Pourtant, si l’événement est anecdotique, il témoigne des risques de déstabilisation profonde qu’encourt la RDC, dont une grande partie de l’est (Kivu) est aux prises avec un conflit de plus en plus inextricable: celui-ci oppose les forces armées gouvernementales à une centaine de groupes armés, dont le M23, une rébellion tutsie soutenue par le Rwanda voisin. Censées se retirer des territoires occupés dans le Kivu ce 28 février, les troupes du M23 combattent toujours et occupent depuis presque un an maintenant, leur "fief" de Bunagana, non loin de la frontière ougandaise.

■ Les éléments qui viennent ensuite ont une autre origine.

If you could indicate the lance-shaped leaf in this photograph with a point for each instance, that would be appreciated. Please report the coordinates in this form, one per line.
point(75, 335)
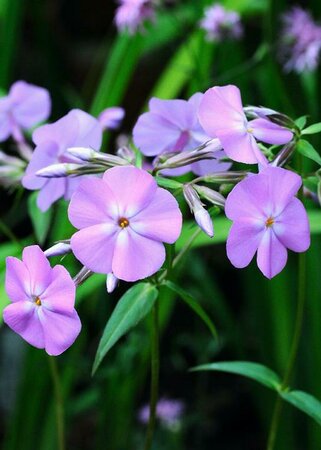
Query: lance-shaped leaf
point(193, 304)
point(255, 371)
point(133, 306)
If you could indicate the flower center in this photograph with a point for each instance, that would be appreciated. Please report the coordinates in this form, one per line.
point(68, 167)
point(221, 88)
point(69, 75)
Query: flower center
point(123, 222)
point(269, 222)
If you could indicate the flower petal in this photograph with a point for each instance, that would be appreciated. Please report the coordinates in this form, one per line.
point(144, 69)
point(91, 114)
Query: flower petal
point(133, 188)
point(269, 132)
point(60, 330)
point(22, 317)
point(161, 220)
point(136, 256)
point(17, 280)
point(39, 268)
point(292, 227)
point(271, 254)
point(242, 242)
point(92, 203)
point(94, 246)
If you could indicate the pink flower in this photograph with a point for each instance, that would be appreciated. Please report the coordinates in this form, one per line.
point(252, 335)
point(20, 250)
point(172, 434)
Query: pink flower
point(42, 310)
point(24, 107)
point(221, 115)
point(267, 219)
point(123, 219)
point(76, 129)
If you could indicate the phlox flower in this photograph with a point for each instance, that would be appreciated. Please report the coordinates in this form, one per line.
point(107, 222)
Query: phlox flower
point(42, 310)
point(123, 219)
point(131, 14)
point(76, 129)
point(221, 24)
point(300, 42)
point(267, 218)
point(173, 126)
point(221, 115)
point(24, 107)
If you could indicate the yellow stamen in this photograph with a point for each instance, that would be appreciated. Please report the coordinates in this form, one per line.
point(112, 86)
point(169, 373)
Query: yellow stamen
point(123, 222)
point(269, 222)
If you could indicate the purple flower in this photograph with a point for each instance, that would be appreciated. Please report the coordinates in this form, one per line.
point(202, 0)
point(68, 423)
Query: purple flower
point(168, 411)
point(123, 218)
point(42, 309)
point(76, 129)
point(173, 126)
point(300, 42)
point(268, 218)
point(221, 24)
point(24, 107)
point(221, 115)
point(131, 14)
point(111, 118)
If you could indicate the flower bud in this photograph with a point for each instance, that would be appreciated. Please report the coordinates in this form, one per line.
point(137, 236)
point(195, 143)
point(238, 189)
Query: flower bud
point(59, 249)
point(202, 216)
point(210, 195)
point(111, 282)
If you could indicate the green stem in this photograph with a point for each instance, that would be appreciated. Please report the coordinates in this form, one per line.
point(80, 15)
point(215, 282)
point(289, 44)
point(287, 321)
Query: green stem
point(154, 378)
point(58, 402)
point(293, 352)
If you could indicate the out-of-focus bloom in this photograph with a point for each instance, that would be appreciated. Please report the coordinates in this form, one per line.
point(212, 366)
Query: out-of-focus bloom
point(24, 107)
point(202, 217)
point(123, 219)
point(42, 310)
point(268, 218)
point(111, 118)
point(131, 14)
point(300, 42)
point(76, 129)
point(221, 115)
point(173, 126)
point(168, 411)
point(221, 24)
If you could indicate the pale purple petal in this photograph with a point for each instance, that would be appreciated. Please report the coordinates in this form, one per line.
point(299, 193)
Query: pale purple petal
point(133, 188)
point(38, 267)
point(94, 246)
point(269, 132)
point(30, 104)
point(59, 296)
point(60, 330)
point(292, 227)
point(17, 280)
point(22, 317)
point(161, 220)
point(271, 254)
point(92, 203)
point(242, 242)
point(136, 257)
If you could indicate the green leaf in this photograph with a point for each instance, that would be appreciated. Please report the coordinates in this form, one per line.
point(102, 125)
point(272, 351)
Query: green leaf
point(168, 183)
point(312, 129)
point(257, 372)
point(305, 402)
point(133, 306)
point(193, 304)
point(307, 150)
point(40, 220)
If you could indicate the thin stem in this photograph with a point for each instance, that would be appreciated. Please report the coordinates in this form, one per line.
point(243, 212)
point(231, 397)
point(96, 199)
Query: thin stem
point(293, 352)
point(154, 378)
point(58, 402)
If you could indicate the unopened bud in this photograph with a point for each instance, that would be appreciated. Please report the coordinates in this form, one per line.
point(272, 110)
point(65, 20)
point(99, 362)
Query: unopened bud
point(210, 195)
point(202, 216)
point(111, 282)
point(59, 249)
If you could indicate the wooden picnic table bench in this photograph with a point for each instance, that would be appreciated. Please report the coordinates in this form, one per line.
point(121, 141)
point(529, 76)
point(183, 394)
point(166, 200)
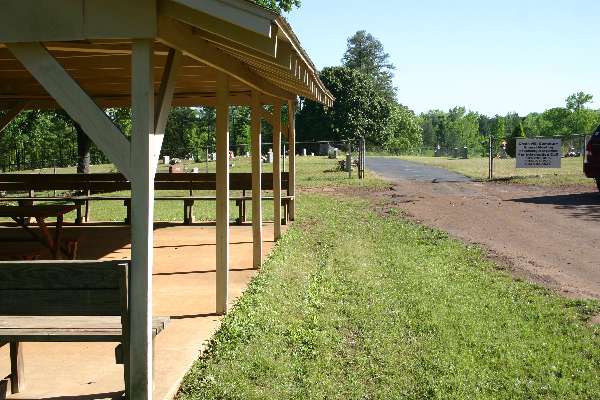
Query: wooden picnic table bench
point(86, 188)
point(67, 301)
point(22, 215)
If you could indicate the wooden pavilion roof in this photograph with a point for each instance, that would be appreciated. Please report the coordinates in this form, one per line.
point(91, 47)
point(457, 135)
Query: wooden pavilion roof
point(256, 47)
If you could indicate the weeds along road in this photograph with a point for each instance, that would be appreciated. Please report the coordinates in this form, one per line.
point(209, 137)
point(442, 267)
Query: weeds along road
point(547, 235)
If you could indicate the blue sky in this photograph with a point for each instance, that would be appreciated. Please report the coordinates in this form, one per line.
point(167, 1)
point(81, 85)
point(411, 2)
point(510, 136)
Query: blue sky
point(489, 56)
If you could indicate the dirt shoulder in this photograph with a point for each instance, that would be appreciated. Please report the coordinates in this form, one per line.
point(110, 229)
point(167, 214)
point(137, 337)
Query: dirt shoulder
point(547, 235)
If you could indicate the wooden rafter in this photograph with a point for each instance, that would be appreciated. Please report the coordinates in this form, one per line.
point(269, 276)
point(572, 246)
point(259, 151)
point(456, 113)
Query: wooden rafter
point(180, 36)
point(69, 95)
point(7, 118)
point(165, 99)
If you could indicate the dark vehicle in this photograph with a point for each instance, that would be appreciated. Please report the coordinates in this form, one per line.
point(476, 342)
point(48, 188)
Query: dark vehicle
point(591, 168)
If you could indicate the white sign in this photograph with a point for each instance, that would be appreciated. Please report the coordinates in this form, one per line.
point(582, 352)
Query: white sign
point(539, 153)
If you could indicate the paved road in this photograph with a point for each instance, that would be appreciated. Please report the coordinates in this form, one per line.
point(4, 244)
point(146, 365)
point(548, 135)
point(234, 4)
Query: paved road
point(394, 168)
point(544, 234)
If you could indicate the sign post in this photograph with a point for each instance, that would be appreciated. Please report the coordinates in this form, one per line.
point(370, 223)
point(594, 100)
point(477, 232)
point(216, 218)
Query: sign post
point(539, 153)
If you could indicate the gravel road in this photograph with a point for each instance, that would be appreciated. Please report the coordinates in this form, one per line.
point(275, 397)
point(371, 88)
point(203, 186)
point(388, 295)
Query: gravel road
point(548, 235)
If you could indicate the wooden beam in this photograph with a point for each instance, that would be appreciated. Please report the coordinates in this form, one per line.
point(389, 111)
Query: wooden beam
point(277, 171)
point(230, 15)
point(292, 158)
point(180, 36)
point(233, 33)
point(222, 184)
point(165, 99)
point(267, 116)
point(69, 95)
point(281, 60)
point(142, 217)
point(11, 114)
point(255, 132)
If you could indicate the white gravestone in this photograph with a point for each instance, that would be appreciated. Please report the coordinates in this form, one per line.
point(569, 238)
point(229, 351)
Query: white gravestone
point(539, 153)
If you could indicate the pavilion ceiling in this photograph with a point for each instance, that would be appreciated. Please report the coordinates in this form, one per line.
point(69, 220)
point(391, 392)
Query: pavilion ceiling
point(102, 67)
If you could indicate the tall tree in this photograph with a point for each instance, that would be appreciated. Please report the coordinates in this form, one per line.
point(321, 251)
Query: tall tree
point(365, 53)
point(577, 101)
point(279, 5)
point(582, 120)
point(359, 110)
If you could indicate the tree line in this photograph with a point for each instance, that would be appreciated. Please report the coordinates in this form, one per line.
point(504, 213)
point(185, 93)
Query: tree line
point(459, 128)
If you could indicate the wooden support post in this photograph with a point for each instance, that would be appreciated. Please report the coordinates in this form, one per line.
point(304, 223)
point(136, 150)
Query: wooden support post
point(292, 161)
point(277, 171)
point(7, 118)
point(165, 99)
point(142, 217)
point(222, 183)
point(255, 132)
point(71, 97)
point(17, 379)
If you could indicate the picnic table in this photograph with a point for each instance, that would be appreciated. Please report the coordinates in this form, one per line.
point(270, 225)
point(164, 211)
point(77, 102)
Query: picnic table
point(23, 214)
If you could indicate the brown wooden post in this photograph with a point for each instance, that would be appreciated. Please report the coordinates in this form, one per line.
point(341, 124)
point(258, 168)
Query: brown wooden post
point(292, 160)
point(256, 117)
point(222, 185)
point(277, 171)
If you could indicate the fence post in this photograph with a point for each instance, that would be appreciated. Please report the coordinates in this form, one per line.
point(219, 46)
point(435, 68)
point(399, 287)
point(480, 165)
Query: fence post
point(349, 160)
point(491, 158)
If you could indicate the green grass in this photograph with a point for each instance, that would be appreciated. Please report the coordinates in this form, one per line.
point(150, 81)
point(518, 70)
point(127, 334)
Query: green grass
point(355, 304)
point(571, 172)
point(315, 172)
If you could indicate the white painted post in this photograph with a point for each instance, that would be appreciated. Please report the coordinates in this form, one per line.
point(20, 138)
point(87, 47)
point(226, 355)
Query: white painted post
point(256, 180)
point(142, 216)
point(222, 183)
point(277, 171)
point(292, 161)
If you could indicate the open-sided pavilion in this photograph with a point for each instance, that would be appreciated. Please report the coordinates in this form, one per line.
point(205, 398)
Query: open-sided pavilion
point(84, 56)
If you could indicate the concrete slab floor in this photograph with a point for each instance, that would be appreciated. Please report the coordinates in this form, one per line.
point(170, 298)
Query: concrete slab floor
point(184, 289)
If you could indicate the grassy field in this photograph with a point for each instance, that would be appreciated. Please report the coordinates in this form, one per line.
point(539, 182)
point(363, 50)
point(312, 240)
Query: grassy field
point(356, 303)
point(571, 172)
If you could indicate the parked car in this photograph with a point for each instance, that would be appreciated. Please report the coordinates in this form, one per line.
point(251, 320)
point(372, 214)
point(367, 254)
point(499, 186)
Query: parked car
point(591, 167)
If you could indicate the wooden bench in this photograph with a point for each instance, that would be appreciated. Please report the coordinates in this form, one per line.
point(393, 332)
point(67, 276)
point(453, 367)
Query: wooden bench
point(85, 188)
point(67, 301)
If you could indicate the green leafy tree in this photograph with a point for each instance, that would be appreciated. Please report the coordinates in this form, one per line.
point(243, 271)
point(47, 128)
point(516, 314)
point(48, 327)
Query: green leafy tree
point(404, 133)
point(279, 5)
point(511, 144)
point(366, 54)
point(582, 120)
point(359, 110)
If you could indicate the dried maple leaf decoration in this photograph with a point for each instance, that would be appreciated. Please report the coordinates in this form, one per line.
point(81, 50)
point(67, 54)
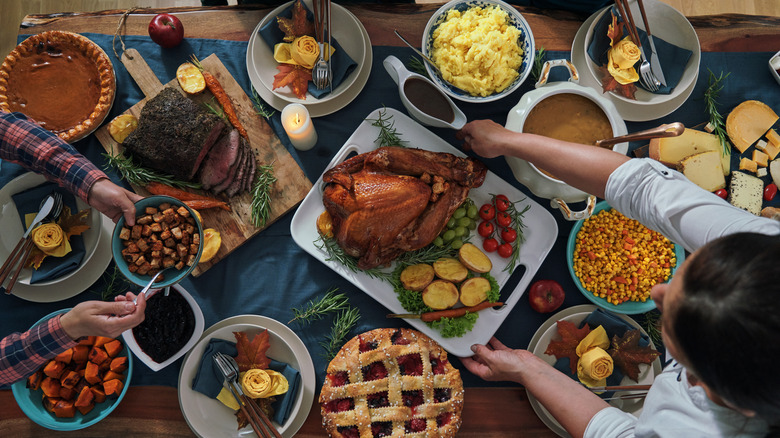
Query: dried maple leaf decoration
point(251, 353)
point(298, 25)
point(294, 76)
point(627, 354)
point(567, 346)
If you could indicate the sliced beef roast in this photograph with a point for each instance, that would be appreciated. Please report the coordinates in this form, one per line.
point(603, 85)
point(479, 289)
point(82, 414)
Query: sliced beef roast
point(174, 134)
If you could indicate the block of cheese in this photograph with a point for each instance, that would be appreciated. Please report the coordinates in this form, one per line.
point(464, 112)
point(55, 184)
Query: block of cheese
point(760, 158)
point(748, 122)
point(671, 150)
point(704, 170)
point(745, 192)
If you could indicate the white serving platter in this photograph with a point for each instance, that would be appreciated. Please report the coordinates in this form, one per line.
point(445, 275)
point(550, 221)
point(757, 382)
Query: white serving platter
point(540, 232)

Au milieu de ce chaos, la population congolaise paie le prix fort. D’après Amnesty International, des exécutions sommaires et des viols commis par des combattants du M23 ont eu lieu fin novembre, en marge d’affrontements à Kishishe, un village situé à une centaine de kilomètres de Goma.
Monusco out
Alors que les élections doivent se tenir en fin d’année et que la mission de l’ONU pour la stabilisation du Congo (MONUSCO) a échoué dans sa mission de sécurisation (bien que le mandat a été prolongé, son départ est acté), les Européens ont récemment accouché d’une nouvelle feuille de route stratégique pour la stabilisation de la région des grands lacs, qui fait la part belle à la partie congolaise du Kivu.
Outre la volonté de renforcer "l’empreinte diplomatique" de l’UE, le plan de stabilisation vise à soutenir et assister les acteurs de la sécurité, "y compris les agences militaires, de police et de renseignement."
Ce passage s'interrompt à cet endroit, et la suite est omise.